The goal of the challenge is simple: The Flying Donkey should fly around Mount Kenya in under 24 hours, delivering and collecting 20 kilo payloads along the way, and first Flying Donkey to finish it, wins the prize. But what is the Flying Donkey in the first place? In the propositions of the challenge, it is defined as a ‘an unmanned cargo aircraft with a maximum takeoff weight of 60 kilograms (i.e. fixed wing, rotary or lighter than air aircraft)’.

Mount KEnya

Mount Kenya

Challenge itself is divided into four separate tracks to address the various issues and find the best solutions:

1. Technology (sense & avoid, GPS denied navigation, safety systems etc.)
2. Legal (regulation & certification, responsibility and liability etc.)

3. Logistics (ground handling, air operations, warehousing, operating costs)

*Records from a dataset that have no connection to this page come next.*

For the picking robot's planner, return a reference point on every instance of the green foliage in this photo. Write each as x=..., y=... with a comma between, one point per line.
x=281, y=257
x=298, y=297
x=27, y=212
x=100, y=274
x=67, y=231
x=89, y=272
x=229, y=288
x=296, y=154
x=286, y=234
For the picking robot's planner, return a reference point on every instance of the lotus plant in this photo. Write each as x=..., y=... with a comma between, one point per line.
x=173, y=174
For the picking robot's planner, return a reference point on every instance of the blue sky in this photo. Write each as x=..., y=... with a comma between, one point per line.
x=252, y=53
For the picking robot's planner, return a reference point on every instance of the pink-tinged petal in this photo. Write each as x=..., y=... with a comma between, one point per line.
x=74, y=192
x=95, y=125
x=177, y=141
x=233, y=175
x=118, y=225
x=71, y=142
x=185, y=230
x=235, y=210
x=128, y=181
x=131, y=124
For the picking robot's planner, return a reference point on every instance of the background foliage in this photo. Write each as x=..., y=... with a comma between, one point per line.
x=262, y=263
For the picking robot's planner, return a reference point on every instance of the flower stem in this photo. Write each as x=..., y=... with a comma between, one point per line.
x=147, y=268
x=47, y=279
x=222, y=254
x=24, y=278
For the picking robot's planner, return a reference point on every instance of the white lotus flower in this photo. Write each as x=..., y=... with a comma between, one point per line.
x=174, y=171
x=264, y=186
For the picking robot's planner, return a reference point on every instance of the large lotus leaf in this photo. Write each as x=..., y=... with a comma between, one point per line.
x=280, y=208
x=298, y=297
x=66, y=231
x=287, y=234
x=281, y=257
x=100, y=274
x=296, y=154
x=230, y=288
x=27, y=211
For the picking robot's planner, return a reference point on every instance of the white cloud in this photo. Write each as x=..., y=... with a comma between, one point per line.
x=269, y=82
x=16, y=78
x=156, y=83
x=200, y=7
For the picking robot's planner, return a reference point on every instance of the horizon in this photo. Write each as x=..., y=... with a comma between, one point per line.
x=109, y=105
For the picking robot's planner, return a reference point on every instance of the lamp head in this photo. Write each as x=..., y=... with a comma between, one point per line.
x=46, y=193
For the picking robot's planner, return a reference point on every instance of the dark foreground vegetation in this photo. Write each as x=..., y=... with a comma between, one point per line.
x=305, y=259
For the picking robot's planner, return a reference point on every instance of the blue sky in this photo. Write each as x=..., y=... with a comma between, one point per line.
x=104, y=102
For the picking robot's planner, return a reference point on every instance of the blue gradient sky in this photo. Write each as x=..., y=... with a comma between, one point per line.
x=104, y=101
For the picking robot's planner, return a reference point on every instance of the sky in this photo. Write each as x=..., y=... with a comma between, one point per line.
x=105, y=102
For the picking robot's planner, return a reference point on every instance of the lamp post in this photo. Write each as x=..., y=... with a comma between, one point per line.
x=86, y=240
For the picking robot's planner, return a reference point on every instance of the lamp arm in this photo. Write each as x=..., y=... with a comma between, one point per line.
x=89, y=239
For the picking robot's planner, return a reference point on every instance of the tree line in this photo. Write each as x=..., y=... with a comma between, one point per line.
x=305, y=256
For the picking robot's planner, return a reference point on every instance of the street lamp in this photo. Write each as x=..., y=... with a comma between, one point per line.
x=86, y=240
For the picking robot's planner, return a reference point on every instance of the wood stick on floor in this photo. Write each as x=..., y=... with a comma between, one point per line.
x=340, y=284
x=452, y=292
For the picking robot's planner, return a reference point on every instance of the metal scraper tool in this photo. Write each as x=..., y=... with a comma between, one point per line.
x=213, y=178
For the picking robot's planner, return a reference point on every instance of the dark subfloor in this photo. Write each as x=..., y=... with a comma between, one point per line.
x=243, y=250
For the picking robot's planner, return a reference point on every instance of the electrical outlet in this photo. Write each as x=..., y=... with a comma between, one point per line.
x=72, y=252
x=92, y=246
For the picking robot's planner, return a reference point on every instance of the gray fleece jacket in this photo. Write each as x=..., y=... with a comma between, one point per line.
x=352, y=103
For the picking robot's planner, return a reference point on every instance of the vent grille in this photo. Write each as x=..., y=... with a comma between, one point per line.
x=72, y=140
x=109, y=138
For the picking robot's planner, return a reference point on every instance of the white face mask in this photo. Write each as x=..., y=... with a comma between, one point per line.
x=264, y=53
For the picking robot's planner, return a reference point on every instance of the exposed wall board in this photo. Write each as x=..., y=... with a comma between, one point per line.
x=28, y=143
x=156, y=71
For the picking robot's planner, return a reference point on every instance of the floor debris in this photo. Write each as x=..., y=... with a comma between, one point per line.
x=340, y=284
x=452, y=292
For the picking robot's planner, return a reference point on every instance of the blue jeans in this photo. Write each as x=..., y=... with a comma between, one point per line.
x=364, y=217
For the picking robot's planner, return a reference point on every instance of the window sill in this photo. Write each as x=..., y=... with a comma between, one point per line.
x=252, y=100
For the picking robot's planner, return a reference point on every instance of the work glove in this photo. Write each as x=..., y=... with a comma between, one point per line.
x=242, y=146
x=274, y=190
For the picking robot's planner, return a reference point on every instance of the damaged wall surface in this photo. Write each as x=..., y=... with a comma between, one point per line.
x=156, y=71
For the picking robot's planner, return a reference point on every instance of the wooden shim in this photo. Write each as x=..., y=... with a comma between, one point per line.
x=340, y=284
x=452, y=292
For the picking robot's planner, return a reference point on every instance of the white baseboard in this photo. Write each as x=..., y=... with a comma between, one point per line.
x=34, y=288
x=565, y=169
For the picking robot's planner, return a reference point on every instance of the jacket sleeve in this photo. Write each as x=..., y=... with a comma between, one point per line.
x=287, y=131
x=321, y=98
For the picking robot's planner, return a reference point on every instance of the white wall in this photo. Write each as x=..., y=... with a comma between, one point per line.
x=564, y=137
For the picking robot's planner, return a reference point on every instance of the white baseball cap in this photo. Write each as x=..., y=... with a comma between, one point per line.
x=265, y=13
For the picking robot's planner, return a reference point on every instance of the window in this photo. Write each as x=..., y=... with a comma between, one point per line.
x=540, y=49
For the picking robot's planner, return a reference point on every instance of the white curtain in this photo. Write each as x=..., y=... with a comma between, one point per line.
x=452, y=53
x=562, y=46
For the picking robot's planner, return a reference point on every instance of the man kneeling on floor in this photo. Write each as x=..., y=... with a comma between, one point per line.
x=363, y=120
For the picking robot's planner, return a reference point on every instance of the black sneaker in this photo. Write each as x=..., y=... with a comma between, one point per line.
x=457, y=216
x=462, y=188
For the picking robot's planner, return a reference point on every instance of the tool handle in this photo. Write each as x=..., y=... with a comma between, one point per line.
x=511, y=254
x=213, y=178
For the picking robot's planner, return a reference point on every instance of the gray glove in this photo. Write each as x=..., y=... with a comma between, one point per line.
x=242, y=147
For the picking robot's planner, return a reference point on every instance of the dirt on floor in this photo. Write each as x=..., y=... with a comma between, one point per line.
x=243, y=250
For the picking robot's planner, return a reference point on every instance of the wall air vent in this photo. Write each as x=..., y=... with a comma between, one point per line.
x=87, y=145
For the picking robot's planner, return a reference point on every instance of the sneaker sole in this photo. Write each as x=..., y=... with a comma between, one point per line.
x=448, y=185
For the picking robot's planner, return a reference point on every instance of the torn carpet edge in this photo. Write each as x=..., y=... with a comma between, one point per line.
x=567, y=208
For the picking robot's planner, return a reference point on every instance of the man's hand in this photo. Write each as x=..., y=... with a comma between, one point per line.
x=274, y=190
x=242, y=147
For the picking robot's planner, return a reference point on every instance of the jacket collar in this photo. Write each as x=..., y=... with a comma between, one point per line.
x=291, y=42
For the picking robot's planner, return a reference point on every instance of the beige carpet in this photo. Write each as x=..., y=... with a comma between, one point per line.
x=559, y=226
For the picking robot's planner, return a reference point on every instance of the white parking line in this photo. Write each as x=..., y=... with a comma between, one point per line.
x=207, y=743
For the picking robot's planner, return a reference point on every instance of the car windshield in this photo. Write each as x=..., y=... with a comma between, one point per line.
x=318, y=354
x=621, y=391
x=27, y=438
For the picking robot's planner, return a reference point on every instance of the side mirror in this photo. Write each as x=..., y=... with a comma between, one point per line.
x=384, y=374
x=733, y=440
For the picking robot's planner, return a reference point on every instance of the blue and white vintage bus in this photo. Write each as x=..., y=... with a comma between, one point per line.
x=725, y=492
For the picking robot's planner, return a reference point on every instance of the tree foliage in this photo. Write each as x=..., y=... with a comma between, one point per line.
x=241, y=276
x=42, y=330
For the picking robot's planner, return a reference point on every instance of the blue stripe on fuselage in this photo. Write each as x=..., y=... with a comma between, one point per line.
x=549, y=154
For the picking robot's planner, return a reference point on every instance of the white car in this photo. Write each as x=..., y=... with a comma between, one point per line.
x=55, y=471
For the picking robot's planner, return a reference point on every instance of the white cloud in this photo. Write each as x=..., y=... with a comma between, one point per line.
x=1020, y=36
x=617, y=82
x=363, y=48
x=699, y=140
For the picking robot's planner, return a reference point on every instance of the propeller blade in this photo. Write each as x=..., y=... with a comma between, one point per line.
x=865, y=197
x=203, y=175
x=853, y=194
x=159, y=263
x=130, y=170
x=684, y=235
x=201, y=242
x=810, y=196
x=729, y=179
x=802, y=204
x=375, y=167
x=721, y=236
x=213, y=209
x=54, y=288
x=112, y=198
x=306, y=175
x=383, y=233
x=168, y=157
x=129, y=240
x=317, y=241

4. Design (ground station, business plan competition, simulations etc.)

Starting in November 2014, number of events will be held in Africa in order to demonstrate progress in each track. Once all tracks have achieved their objectives, teams will be able to enter the Flying Donkey Challenge.

Organized by La Fondation Bundi and the Swiss National Centre of Competence for Research in Robotics (NCCR), supported by IBM research and Swiss World Cargo, The Flying Donkey Challenge is an exciting example of application of drones for the benefit of human kind.